I realize this is a very specific topic and situation, but this solution needs to exist on the internet. In the past I've written about Link Aggregation and what to expect performance-wise and since then I've run into an issue as our network has expanded. We're using a TP-LINK TL-SG2424 switch for our SAN network (budget, I know) but this applies to many TP-LINK switches which offer LACP.
Here's the setup, we have 2 iSCSI SAN appliances connected to our switch. One of the appliances is connected via 4 network interfaces which are aggregated using LACP 802.3ad with Jumbo Frames enabled. This is our clustered shared volume for our virtual machines. This was the first LAG group that we configured using LACP and it was straight forward: enable LACP on the appliance bonded NICs, then choose the ports on the switch and enable LACP in Active mode:
Once this was completed, the appliance and the switch negotiated the link aggregation and we were off and running.

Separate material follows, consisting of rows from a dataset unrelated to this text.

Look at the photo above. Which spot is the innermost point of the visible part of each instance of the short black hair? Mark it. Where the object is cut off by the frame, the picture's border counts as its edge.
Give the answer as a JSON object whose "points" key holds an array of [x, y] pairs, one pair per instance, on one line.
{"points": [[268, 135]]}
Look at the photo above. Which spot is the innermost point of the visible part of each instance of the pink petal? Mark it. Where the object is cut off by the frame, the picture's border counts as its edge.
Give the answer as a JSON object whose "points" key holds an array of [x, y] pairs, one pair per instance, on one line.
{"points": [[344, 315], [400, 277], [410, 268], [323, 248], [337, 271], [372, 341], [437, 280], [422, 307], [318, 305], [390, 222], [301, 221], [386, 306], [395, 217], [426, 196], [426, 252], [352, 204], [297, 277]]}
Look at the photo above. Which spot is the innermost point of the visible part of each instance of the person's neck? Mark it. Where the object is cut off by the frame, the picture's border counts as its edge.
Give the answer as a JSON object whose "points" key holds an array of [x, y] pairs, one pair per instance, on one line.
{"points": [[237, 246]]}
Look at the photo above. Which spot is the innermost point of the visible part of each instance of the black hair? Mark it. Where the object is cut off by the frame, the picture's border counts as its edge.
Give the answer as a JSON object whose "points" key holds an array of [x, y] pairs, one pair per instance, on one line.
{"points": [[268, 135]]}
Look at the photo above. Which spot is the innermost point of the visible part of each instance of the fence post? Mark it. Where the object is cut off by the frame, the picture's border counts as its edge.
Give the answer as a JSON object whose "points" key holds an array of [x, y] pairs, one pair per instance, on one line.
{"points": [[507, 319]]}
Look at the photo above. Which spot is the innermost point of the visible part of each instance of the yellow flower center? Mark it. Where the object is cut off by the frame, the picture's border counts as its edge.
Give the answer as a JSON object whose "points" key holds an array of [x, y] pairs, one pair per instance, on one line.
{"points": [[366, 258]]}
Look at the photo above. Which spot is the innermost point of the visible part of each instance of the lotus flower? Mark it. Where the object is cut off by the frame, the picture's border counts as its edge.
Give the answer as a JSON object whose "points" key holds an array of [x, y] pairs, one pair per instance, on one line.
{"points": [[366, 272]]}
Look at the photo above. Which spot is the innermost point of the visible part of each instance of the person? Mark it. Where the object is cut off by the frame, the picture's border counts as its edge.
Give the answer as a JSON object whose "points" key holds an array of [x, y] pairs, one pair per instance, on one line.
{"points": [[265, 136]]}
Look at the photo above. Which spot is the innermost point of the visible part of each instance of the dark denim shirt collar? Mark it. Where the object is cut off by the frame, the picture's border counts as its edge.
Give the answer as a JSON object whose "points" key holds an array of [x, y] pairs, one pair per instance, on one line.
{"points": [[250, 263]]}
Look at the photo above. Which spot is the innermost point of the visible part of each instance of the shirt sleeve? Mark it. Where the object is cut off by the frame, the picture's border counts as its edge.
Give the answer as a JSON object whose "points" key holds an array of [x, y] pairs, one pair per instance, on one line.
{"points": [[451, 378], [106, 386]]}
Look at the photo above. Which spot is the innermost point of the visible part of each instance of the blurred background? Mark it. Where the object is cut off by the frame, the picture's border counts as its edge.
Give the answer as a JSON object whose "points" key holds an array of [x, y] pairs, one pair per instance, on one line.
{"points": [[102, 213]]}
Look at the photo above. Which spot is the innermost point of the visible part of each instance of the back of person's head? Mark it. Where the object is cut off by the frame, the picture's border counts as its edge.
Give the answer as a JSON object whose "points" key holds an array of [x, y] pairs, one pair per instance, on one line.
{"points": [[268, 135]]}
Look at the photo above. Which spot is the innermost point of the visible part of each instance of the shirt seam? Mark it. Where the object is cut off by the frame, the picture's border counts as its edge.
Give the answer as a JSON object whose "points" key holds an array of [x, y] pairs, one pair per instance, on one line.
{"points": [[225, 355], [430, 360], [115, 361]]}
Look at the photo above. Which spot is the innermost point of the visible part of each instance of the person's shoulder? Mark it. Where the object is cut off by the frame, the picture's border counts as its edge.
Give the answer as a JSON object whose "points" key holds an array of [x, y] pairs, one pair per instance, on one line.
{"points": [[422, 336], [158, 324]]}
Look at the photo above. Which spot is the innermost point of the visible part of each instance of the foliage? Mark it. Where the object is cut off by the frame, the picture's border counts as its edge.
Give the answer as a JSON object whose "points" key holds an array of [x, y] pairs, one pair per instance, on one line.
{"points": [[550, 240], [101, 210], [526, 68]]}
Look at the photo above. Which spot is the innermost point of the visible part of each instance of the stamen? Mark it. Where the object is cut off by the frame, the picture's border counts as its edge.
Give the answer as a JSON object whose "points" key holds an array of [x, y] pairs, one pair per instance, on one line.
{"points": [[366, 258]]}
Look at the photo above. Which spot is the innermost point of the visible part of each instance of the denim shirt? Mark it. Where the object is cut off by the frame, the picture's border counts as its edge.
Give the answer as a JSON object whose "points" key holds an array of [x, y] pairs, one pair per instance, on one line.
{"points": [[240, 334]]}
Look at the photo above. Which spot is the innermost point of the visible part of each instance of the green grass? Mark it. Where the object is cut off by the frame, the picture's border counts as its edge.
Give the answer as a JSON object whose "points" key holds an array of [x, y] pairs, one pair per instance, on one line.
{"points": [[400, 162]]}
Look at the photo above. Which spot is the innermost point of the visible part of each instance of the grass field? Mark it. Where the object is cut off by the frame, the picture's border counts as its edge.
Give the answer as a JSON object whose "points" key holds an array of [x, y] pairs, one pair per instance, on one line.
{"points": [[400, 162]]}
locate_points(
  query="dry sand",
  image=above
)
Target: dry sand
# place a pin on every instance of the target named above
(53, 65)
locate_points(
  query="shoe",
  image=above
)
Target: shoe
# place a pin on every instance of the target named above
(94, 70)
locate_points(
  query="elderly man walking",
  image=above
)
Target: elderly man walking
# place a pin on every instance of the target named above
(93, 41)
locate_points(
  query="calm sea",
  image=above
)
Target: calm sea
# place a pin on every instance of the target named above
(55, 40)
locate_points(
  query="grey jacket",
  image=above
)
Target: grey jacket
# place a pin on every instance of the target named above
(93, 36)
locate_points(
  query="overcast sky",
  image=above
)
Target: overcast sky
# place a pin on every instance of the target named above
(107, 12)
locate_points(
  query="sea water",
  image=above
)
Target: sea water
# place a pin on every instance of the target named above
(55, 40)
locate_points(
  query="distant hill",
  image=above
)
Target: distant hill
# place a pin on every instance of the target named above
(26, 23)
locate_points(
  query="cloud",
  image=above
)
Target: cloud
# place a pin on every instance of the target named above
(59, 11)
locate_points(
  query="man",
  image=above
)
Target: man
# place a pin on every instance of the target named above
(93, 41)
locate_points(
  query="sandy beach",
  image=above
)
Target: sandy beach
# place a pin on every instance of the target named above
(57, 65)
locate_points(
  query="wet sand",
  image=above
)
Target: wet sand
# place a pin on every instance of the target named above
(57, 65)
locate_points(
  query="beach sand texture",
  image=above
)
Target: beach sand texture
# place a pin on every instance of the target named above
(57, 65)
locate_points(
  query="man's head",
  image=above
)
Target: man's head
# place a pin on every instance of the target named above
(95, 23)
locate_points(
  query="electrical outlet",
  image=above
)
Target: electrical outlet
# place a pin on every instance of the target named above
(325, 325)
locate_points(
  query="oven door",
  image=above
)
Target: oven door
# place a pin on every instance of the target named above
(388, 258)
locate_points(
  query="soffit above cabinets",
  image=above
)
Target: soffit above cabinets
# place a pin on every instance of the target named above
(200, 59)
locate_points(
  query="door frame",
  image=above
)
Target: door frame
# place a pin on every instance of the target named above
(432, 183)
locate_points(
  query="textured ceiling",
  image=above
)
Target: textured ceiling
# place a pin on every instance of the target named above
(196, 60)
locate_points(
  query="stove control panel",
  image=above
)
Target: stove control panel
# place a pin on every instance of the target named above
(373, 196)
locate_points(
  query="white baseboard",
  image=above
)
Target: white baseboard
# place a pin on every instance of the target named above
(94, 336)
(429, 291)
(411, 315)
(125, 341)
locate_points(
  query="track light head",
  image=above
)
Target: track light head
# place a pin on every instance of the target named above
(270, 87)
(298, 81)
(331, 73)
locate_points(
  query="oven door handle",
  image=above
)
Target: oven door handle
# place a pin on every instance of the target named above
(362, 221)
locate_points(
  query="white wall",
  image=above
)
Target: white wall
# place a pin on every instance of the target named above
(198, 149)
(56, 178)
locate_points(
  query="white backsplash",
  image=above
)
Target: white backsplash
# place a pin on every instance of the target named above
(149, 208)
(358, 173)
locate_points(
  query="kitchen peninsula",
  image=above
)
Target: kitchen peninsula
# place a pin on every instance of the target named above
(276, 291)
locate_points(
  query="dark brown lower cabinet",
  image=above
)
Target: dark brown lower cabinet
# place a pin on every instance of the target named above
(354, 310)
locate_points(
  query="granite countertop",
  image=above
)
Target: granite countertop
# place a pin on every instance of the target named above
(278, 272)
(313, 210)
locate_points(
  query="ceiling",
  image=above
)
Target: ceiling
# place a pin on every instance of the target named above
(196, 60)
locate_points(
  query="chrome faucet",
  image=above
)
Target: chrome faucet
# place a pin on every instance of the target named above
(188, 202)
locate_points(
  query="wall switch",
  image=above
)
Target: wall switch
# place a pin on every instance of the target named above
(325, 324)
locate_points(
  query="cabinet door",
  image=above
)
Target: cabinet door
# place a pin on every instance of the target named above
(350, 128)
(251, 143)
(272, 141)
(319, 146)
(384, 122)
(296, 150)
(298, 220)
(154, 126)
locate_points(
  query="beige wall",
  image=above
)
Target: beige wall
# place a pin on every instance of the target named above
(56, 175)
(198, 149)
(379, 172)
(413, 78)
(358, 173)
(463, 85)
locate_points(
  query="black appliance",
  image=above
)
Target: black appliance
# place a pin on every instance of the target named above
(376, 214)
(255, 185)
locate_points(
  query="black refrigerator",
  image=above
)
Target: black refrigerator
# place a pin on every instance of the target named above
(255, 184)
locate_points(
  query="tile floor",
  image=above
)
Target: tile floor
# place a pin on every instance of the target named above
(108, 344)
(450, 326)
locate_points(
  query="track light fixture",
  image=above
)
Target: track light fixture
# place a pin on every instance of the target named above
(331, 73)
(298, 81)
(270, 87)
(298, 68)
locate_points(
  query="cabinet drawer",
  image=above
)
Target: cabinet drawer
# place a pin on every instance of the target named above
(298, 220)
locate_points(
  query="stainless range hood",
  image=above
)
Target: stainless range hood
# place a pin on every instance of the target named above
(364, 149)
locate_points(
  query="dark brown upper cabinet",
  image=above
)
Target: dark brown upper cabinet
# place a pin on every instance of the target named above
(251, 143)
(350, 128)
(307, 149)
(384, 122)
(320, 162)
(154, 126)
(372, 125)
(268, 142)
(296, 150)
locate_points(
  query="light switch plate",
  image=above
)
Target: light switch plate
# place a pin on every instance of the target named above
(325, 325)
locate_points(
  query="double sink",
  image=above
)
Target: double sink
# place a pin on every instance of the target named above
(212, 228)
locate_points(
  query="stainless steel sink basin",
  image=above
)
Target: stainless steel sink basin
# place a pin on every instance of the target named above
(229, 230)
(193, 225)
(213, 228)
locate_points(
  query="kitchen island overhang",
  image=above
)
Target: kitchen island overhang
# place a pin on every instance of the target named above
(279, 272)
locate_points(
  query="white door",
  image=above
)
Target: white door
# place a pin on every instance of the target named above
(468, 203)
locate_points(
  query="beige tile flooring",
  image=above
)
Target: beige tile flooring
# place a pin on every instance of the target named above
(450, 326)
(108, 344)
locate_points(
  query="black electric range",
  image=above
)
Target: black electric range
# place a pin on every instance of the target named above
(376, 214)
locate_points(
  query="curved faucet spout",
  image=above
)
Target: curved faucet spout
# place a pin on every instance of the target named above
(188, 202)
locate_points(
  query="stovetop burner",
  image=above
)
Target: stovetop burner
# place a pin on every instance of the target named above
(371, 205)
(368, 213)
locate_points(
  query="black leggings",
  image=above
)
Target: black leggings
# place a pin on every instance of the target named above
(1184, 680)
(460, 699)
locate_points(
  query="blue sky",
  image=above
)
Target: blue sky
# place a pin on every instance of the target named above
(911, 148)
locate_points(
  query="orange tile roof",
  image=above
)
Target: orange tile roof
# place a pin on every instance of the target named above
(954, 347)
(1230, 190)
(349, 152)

A few weeks later we migrated our backup appliance to the SAN. The backup appliance is connected via 2 network interfaces which we also want to enable LACP on. Following the same steps as in our first setup, we bonded the NICs on the appliance and enabled LACP, then we went onto the switch and set the two ports to Enabled and Active.
This is where the trouble began. Upon setting the new port group (11+12) to Active/Enabled in LACP, the switch added the ports to the initial port group under LAG 1. Obviously these are different groups, connections, and appliances so this wreaked havoc for a few minutes until we disabled the new LACP ports.
After banging around in the switch settings, we emailed TP-LINK support to confirm that multiple LAG groups were possible using LACP. They assured us that they were supported but their budget support could not explain to us how to configure it. Likewise, the manual doesn't describe how to enable multiple groups either. Google search failed us as well.
The solution, it turns out, is a column idiotically labeled "Admin Key". On a whim, we changed the value in this column to "2" when enabling LACP on the two ports. This time, the two ports were placed into a new group LAG 2 and LACP was properly negotiated.
The Admin Key column is not talked about anywhere in the documentation as having an affect on the link aggregation grouping and I hadn't seen anybody mention it online. While the audience of this how-to is fairly limited, someone, somewhere, someday is going to be saved a massive headache by reading it.